Мысли уводят меня в стланиковые заросли. Смотрю я на них как бы сверху, сквозь дымку прошедшего времени, и передо мною открывается картина трагической гибели людей. Вот беспечно спускается по еле заметной тропке молодой парень. За спиною ружье, в правой руке котелок. Беспечно входит он в стланик, размахивая по веткам котелком и напевая веселую песенку. Металлический звон котелка растекается по склонам гольца. Его улавливает медведь в далеком ложке. Зверь, припадая на заднюю левую ногу, уже несется по россыпи, по стланикам, изредка останавливаясь, чтобы определить, в какую сторону удаляется звук. Чем ближе, тем осторожнее его прыжки. Выходит на след человека, жадно обнюхивает его, отходит вправо, на расстояние, которое позволяет ему не терять запах следа. Бесшумно нагоняет жертву. Все ближе, все меньше метров остается между ними. Из кустарника срывается бекас, пугливо проносится мимо человека, а вот и кукша тревожно прокричала над головою… Надо бы обернуться, сдернуть с плеча ружье, но нет, парень не обращает внимания, поет, идет дальше. Медведь неслышно ползет следом по чаще, выжидает удобного момента… Прыжок, второй – человек не успевает обернуться, как ржавые «лыки хищника впиваются в затылок. Сильным рывком парень отбрасывает котелок вверх, и тот виснет на макушке лиственницы. Я гашу воображение, чтобы не видеть расправы…
Издалека донесся выстрел.
– Наши стреляют, – встревожился Цыбин. Он отошел от огня, прислушался. – Зря не пустили нас, нашкодит людоед в лагере.
Пожалуй, Цыбин прав. Такое невезенье!..
Тяжелый туман причудливыми космами сползал с деревьев на захламленную землю, нависал над болотами. Как неприветлив мир, покрытый серым густым туманом!
Карарбах сидит полураздетый, прикрыв спину куском брезента. Перед ним лежит его старенькая дошка. Смотрю на нее – и глазам не верю: у дошки обрезана пола – не с ума ли сошел старик! Я знаю, как трудно бывает расставаться с истрепанной в походах телогрейкой, пережившей с тобой всего лишь один полевой сезон, а ведь эта дошка для Карарбаха свидетель прожитых лет. С нею он разделил немало бурь, костров, дождей, в ней он и состарился. Не понимаю, зачем надо было ему именно сегодня расправиться со своей старенькой, латаной спутницей?

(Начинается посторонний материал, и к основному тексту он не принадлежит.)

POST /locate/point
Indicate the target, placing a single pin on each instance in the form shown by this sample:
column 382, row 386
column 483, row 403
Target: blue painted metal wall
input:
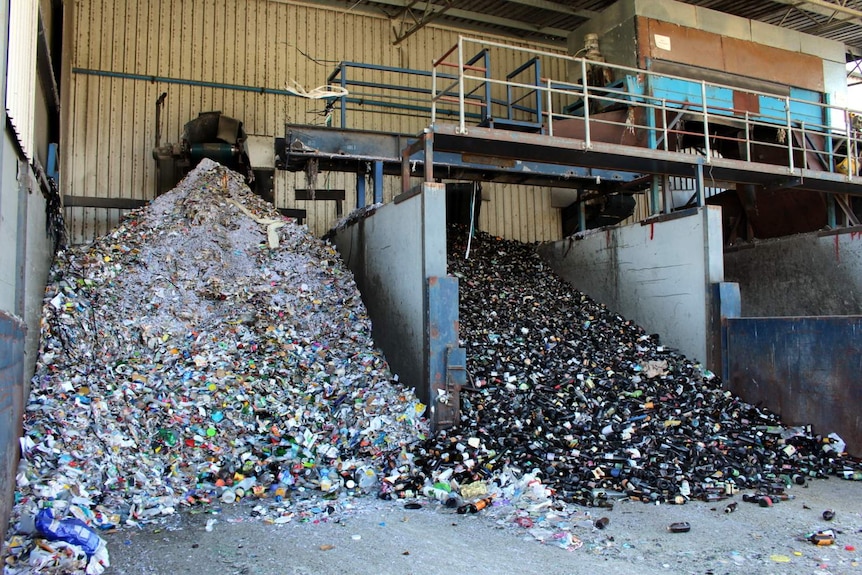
column 805, row 368
column 11, row 407
column 719, row 100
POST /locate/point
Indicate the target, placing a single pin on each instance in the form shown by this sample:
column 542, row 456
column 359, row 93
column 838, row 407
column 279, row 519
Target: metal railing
column 801, row 131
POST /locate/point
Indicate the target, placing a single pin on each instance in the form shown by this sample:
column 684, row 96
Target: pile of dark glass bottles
column 596, row 408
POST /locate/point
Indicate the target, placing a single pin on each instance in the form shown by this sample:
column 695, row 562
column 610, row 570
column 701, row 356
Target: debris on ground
column 571, row 405
column 205, row 351
column 208, row 352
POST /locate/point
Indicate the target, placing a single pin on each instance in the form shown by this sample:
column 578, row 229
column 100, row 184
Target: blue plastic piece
column 70, row 530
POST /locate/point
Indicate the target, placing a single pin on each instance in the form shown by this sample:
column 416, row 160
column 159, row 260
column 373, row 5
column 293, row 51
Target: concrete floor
column 380, row 537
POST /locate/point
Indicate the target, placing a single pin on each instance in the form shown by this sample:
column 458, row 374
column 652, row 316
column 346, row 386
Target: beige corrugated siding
column 21, row 71
column 255, row 43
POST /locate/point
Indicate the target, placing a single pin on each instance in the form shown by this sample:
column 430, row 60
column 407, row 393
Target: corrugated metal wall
column 21, row 71
column 256, row 44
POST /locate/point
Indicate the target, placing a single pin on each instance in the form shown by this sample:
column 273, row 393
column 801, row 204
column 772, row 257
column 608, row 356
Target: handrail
column 795, row 119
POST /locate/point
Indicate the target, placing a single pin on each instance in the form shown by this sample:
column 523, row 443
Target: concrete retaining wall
column 657, row 273
column 804, row 368
column 392, row 253
column 812, row 274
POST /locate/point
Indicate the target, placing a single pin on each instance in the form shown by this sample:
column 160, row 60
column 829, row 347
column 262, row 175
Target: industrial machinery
column 211, row 135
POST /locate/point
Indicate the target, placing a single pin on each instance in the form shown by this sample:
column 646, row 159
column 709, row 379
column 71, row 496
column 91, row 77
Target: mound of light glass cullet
column 185, row 359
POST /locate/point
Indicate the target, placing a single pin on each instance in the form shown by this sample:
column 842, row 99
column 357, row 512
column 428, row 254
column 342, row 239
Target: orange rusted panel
column 675, row 43
column 680, row 44
column 773, row 64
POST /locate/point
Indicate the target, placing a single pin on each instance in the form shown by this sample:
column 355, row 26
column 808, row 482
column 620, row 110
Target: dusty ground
column 379, row 537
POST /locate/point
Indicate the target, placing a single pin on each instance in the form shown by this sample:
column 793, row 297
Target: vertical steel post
column 586, row 104
column 433, row 92
column 789, row 134
column 747, row 137
column 701, row 194
column 665, row 132
column 343, row 98
column 360, row 189
column 705, row 129
column 462, row 126
column 377, row 179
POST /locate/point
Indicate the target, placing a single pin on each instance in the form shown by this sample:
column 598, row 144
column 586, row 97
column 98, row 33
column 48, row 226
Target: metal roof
column 550, row 21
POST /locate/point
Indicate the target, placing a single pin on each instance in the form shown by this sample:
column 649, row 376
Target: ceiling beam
column 824, row 8
column 836, row 7
column 556, row 7
column 480, row 18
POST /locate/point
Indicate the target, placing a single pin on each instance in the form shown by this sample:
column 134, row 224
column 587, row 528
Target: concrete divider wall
column 392, row 253
column 814, row 274
column 657, row 274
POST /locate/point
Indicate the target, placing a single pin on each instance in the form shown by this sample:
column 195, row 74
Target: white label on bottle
column 662, row 42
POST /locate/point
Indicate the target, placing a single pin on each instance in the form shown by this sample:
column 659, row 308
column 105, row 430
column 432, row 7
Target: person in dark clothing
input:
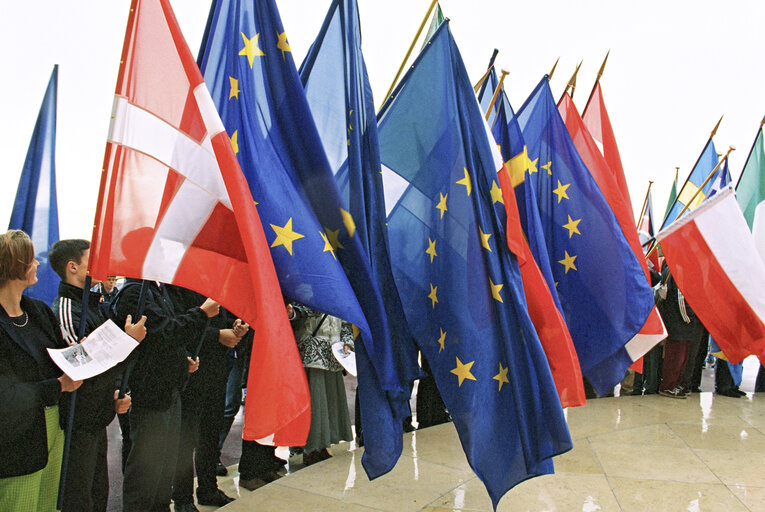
column 96, row 401
column 202, row 403
column 161, row 368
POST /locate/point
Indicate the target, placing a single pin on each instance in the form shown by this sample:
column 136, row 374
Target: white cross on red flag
column 174, row 207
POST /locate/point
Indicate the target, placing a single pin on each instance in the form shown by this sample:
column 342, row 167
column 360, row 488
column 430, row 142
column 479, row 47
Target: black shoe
column 185, row 507
column 216, row 498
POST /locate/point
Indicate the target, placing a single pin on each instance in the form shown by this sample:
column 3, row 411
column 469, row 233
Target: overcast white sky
column 675, row 68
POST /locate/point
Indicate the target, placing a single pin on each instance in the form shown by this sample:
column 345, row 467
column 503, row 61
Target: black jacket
column 94, row 407
column 24, row 393
column 160, row 367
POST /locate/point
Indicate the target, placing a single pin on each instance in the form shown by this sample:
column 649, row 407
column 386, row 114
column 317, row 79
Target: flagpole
column 762, row 123
column 409, row 51
column 714, row 131
column 645, row 204
column 496, row 93
column 701, row 187
column 597, row 80
column 571, row 83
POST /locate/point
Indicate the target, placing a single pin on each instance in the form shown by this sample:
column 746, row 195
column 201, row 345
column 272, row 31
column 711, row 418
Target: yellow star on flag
column 501, row 376
column 334, row 238
column 327, row 245
column 442, row 204
column 568, row 262
column 431, row 249
column 283, row 45
column 561, row 191
column 484, row 239
column 572, row 226
column 462, row 371
column 466, row 181
column 432, row 295
column 285, row 236
column 496, row 193
column 442, row 340
column 251, row 49
column 348, row 221
column 495, row 289
column 234, row 143
column 234, row 93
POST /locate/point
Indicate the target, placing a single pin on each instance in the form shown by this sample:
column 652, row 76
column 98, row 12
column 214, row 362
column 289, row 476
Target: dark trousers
column 202, row 406
column 675, row 360
column 87, row 479
column 256, row 460
column 148, row 481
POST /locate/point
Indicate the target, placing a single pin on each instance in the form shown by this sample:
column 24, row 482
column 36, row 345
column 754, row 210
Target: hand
column 210, row 307
column 193, row 364
column 121, row 405
column 67, row 384
column 136, row 331
column 240, row 328
column 228, row 338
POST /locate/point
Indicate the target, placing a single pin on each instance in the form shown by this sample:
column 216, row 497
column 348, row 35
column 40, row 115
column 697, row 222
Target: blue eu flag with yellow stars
column 35, row 210
column 338, row 91
column 460, row 285
column 602, row 288
column 247, row 62
column 704, row 165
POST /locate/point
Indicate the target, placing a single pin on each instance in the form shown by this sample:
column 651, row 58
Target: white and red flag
column 174, row 207
column 713, row 259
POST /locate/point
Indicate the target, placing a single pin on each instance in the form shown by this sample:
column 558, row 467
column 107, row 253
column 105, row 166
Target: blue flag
column 704, row 165
column 35, row 210
column 601, row 285
column 460, row 285
column 338, row 91
column 247, row 62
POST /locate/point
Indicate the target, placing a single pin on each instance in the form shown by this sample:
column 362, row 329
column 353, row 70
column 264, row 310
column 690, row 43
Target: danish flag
column 174, row 206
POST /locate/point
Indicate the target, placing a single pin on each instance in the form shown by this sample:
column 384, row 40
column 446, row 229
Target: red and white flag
column 653, row 330
column 713, row 259
column 174, row 207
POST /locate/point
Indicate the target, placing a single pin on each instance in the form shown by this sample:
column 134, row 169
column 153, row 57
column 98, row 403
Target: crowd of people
column 177, row 394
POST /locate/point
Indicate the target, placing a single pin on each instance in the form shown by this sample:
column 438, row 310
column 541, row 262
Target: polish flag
column 174, row 207
column 653, row 330
column 715, row 263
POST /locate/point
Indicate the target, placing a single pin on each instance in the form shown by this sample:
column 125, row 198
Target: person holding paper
column 31, row 386
column 97, row 402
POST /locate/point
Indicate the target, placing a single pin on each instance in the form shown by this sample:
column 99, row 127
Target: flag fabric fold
column 35, row 210
column 174, row 207
column 602, row 287
column 338, row 91
column 716, row 265
column 460, row 285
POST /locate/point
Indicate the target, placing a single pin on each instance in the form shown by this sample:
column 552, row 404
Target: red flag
column 713, row 259
column 653, row 331
column 174, row 207
column 551, row 328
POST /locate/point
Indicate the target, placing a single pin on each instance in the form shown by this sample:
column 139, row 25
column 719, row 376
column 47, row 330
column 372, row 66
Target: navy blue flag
column 704, row 165
column 460, row 285
column 601, row 285
column 35, row 210
column 338, row 91
column 247, row 62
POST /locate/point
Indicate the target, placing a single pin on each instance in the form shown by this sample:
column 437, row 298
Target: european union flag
column 460, row 285
column 704, row 165
column 601, row 285
column 35, row 210
column 338, row 91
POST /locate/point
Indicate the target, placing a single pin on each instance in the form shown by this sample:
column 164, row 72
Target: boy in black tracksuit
column 96, row 404
column 162, row 364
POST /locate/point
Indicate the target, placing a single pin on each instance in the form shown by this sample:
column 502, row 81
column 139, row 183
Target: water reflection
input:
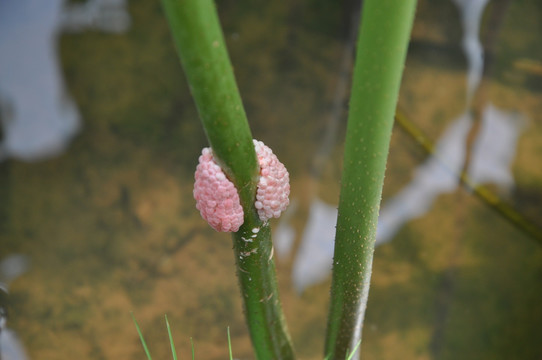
column 11, row 268
column 111, row 225
column 490, row 162
column 39, row 118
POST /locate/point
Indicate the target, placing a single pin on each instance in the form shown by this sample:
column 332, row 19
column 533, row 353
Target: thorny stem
column 200, row 43
column 381, row 51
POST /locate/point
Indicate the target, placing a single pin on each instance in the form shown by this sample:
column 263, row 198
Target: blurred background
column 100, row 140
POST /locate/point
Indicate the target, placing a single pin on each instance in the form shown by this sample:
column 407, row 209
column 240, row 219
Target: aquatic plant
column 381, row 51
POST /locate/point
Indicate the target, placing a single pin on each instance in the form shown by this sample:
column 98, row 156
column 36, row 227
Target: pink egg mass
column 217, row 198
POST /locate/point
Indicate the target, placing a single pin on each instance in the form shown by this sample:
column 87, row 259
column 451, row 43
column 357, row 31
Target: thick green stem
column 381, row 51
column 201, row 47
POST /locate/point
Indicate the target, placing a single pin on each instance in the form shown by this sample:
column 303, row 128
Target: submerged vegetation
column 111, row 227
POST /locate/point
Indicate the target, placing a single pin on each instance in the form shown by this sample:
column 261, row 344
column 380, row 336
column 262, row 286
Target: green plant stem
column 202, row 50
column 381, row 51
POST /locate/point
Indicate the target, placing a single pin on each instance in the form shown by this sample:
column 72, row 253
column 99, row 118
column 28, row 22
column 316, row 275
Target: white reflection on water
column 492, row 155
column 39, row 118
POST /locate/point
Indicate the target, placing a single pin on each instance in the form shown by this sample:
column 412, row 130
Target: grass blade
column 141, row 337
column 173, row 352
column 229, row 343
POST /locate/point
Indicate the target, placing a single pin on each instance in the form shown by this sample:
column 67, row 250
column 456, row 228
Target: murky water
column 110, row 226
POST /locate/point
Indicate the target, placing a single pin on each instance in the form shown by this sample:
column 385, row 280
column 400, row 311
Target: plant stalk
column 201, row 47
column 381, row 51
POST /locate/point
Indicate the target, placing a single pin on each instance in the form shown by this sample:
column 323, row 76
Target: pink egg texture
column 217, row 198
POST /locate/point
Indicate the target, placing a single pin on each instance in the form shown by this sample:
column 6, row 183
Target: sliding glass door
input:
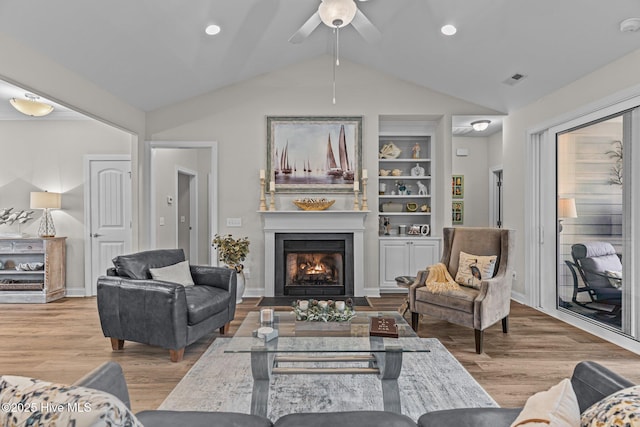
column 590, row 210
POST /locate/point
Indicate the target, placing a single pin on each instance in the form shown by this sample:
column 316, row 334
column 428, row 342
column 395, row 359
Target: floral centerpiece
column 232, row 251
column 323, row 311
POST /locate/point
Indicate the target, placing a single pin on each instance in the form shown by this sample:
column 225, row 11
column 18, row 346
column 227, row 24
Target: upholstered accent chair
column 599, row 268
column 467, row 306
column 135, row 307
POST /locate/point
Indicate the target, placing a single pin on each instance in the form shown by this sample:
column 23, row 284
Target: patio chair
column 597, row 272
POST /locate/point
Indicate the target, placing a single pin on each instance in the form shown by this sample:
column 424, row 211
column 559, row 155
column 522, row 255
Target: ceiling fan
column 337, row 14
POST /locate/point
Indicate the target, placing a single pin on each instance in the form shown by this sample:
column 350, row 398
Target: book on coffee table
column 383, row 327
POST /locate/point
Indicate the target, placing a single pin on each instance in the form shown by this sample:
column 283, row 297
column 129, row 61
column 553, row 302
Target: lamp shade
column 45, row 200
column 567, row 208
column 337, row 13
column 31, row 107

Подхожу к разбушевавшемуся костру. Весь дрожу от свежей, далеко еще не закончившейся осенней ночи, оттого, что не выспался. Смотрю на старика – и еще больше удивляюсь: он шьет из отрезанного куска унты. Уже дошивает второй.
– Ночью три раза стреляли на таборе, – докладывает Долбачи, – однако беда, там людоед был!
– Может, по волкам стреляли? – спросил я.
Проводник повел плечами.
Отогреваюсь у костра. Туман качается возле стоянки, и все еще поет ночной ручей. Карарбах перестает работать, поднимает голову. Я показываю пальцем на дошку, спрашиваю, зачем изрезал ее, и для чего ему сейчас, по мокрому, унты?
Старик показывает на свои ноги, на кустарник, на свои уши и что-то говорит. На помощь приходит Долбачи.
– Он в этих унтах пойдет искать амакана.
– У него же на ногах еще крепкие, лосевые.
– Лосевые, что твои сапоги, шибко много шуму, когда ходишь по стланику, а в этих, – он показывает на унты в руках Карарбаха, сшитые шерстью наружу, – можно ходить неслышно, как рысь. Медведь не догадается, что еще другой человек ходит по стланику, непременно к тебе пойдет.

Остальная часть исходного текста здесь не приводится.